Since there hasn't been a single solitary reference to an "average" anywhere in this thread, I fail to see how this is relevant.
Since there hasn't been a single solitary reference to an "average" anywhere in this thread, I fail to see how this is relevant.
You missed my point... It's taking an average of maximums; which are daily maximums not monthly maximums. And daily is not mentioned. Daily is assumed not stated just like the OP.
The question is, what is the coldest maximum temperature on any given day that has ever been recorded in your town/city between 1 June and 31 August. It is really quite simple.
You missed my point... It's taking an average of maximums; which are daily maximums not monthly maximums. And daily is not mentioned. Daily is assumed not stated just like the OP.
An average requires a range by definition so by definition it refers to a data range and not just one data point. Just saying "maximum" without referring to any increment leaves it open to ambiguity. If the OP meant "daily maximum high" then he could have just said "daily maximum high." By adding that one word, there would have been no ambiguity about which "maximum" he was referring to. And if he had just said "I meant maximum daily high" when responding to my initial question instead of being a snarky smartass about it, we could have avoided this entire discussion.
Your the only one on here that is confused doesn't that tell you something?
I'm no longer confused, thanks. And this thread could have been a lot shorter if you or the OP had just clarified the first time I asked without being dicky about it.
An average requires a range by definition so by definition it refers to a data range and not just one data point.
Yes, but the average was taken over many years. They could have taken the average of the highest monthly temperature of each year, but they didn't. The site averaged daily temperature not monthly, and didn't bother to say daily (and it's via a public weather/climate service). This article uses maximum without making adding daily either:
Just saying "maximum" without referring to any increment leaves it open to ambiguity. If the OP meant "daily maximum high" then he could have just said "daily maximum high." By adding that one word, there would have been no ambiguity about which "maximum" he was referring to. And if he had just said "I meant maximum daily high" when responding to my initial question instead of being a snarky smartass about it, we could have avoided this entire discussion.

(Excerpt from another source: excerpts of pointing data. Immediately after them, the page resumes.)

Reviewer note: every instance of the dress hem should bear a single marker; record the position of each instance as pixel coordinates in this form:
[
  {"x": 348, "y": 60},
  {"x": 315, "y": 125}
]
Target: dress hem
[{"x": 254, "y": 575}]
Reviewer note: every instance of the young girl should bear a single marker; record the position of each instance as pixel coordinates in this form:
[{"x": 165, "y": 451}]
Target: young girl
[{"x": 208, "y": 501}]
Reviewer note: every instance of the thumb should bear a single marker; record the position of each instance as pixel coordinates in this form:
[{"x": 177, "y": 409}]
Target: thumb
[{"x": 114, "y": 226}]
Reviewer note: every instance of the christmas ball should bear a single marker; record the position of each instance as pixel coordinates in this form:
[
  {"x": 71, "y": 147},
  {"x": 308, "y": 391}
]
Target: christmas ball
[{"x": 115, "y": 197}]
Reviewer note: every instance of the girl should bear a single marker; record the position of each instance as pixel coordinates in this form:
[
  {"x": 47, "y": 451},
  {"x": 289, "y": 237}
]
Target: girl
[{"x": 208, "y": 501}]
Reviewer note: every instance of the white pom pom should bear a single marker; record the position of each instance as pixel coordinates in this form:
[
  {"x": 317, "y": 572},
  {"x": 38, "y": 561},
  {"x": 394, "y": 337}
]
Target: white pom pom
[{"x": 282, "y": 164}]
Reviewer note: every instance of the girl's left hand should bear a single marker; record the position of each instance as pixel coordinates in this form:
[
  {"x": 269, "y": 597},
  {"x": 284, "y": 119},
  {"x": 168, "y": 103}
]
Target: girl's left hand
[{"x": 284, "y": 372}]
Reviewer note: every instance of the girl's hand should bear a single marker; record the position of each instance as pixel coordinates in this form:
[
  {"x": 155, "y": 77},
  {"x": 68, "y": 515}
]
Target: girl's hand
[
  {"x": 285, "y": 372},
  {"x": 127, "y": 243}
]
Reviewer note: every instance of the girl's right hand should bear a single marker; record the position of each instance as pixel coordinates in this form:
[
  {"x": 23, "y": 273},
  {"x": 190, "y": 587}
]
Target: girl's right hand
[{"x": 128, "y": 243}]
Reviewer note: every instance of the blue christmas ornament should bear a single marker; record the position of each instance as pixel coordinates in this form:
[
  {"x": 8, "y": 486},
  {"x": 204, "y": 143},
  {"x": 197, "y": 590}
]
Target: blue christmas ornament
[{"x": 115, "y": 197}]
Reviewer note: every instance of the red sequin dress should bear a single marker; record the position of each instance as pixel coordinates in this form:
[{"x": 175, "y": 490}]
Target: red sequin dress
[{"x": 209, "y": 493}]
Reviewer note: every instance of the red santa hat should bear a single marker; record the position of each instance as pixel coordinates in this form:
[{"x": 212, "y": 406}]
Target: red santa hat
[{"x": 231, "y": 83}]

Daily would have been more clear. But no one else noticed the ambiguity and didn't follow where you were coming from, so I don't the OP wasn't sure what to clarify. You could have asked what he meant.
Daily would have been more clear. But no one else noticed the ambiguity and didn't follow where you were coming from, so I don't the OP wasn't sure what to clarify. You could have asked what he meant.
That was the whole freaking point of my asking for clarification -- twice. And instead of someone just providing that clarification and moving on, I got a-hole responses and now it's become all this. Jesus Christ.